To achieve immutability, it’s usually necessary for software to be installed alongside all its dependencies, such as libraries, graphical front end, and so forth. That setup is ideal for software development teams, for example, where homogeneity of the base on which software is built is essential. For example, every developer will build against the same version of, for instance, Java.
The same facility is also highly valuable on servers that host multiple applications. As an example, application A can run using library B version 1.1, while application X can also run using library B, but version 1.2. In a ‘normal’ system, library B could only have a single version – version 1.2 would replace 1.1. Anything depending on the specifics of version 1.1 would error out.
The need for granularity.
To establish this granularity, operating systems and software in general are often created declaratively, using roughly the same methods as the those systems that create infrastructure (Ansible, Puppet, etc.). With a declarative software system, a text file or files contain details of exactly how a system should be configured, who or what its users are, what software (and dependencies of those applications) is to run, and so on. On the invocation of a command or transactional event (after a reboot, for example), the declarative statements are read and acted on, the operating system configures itself, pulls and installs required elements, creates users, deploys applications, and so on.

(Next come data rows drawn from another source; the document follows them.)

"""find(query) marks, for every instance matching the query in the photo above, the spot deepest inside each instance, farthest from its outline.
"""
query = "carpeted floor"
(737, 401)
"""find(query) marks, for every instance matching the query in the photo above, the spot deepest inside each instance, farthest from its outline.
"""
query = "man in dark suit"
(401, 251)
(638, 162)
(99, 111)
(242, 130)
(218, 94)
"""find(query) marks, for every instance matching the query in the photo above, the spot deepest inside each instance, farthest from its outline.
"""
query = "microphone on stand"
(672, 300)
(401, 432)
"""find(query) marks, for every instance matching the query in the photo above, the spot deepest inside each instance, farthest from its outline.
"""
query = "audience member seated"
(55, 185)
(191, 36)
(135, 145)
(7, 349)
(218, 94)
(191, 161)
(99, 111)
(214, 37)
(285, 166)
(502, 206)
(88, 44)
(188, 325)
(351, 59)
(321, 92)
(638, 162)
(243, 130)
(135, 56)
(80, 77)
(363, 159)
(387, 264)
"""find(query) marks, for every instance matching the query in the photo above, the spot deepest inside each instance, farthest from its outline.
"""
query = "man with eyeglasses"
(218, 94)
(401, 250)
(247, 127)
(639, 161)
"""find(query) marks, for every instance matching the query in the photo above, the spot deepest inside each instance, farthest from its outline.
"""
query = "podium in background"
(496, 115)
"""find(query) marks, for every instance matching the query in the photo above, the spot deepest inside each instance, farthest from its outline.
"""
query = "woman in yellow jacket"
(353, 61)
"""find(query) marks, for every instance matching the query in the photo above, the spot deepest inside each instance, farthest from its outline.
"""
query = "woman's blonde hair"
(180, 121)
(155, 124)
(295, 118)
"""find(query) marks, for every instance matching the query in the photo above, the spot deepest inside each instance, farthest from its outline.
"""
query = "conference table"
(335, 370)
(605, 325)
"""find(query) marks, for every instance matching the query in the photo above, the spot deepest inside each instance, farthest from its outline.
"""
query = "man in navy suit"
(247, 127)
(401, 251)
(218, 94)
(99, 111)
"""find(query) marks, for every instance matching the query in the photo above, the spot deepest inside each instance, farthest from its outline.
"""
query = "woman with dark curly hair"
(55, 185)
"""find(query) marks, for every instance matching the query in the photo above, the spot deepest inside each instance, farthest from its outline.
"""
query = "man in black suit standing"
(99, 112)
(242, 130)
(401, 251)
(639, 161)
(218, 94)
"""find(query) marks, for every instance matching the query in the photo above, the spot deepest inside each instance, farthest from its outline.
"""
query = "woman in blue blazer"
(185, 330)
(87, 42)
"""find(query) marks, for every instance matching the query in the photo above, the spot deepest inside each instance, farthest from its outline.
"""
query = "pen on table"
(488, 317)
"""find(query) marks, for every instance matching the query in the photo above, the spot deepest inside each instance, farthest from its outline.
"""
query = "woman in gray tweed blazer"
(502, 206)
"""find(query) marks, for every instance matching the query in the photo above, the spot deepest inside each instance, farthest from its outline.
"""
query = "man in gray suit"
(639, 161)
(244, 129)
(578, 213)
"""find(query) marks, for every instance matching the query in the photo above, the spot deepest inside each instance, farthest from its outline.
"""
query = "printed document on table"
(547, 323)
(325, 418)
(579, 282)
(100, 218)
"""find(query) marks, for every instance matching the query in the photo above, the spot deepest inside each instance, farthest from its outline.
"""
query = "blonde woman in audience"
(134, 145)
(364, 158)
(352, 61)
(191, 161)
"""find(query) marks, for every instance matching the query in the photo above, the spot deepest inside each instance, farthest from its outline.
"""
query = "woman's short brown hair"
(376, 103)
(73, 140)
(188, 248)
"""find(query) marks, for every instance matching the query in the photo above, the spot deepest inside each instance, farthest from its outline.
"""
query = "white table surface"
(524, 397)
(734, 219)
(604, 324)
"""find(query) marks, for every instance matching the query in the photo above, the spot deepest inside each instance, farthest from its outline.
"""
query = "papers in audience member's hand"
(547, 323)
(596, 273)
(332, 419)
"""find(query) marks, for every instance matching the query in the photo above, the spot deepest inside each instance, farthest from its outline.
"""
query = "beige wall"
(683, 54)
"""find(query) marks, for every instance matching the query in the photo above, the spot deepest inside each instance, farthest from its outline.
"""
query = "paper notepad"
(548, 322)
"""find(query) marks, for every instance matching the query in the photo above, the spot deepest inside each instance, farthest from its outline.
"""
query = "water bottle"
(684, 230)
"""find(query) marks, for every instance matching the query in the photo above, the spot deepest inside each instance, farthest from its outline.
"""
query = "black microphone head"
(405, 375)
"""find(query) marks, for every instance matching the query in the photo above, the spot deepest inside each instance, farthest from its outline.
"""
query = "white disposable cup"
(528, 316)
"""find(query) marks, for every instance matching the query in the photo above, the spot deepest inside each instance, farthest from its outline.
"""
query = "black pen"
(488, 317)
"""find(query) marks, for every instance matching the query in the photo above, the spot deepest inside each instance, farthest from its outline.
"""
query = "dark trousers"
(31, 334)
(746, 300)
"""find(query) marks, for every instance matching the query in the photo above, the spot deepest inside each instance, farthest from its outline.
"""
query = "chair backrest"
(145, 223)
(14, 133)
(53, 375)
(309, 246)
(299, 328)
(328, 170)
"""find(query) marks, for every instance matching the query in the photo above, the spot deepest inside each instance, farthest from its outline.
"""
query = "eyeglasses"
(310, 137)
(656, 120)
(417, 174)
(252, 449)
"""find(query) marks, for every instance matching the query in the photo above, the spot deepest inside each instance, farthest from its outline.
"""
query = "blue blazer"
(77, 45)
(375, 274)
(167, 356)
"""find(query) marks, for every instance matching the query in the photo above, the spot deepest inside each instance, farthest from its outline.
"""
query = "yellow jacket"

For mass deployments of software, having a simple, easily-propagated text-based description of the full setup is invaluable. Not only are the files themselves tiny compared to the often huge applications to which they refer (text files are highly portable), but any changes to be reproduced at scale are invoked by simply distributing a new version of the human-readable text file.
Mass deployment technologies have existed for decades but were often comprised of several parts: to take a historical example, a base operating system was created by hand (a so-called gold image) that was built on using applications and dependencies pulled from source and pushed slowly to targets by third-party software. Updates and patches were pushed by the same third-party application, and an agent often had to be pre-installed on each target.
With immutable systems configured declaratively and changed transactionally, the maintainer of systems gets granular control. Individual users and separate applications can run concurrently independently of one another, and the only configuration tool required is a simple text editor.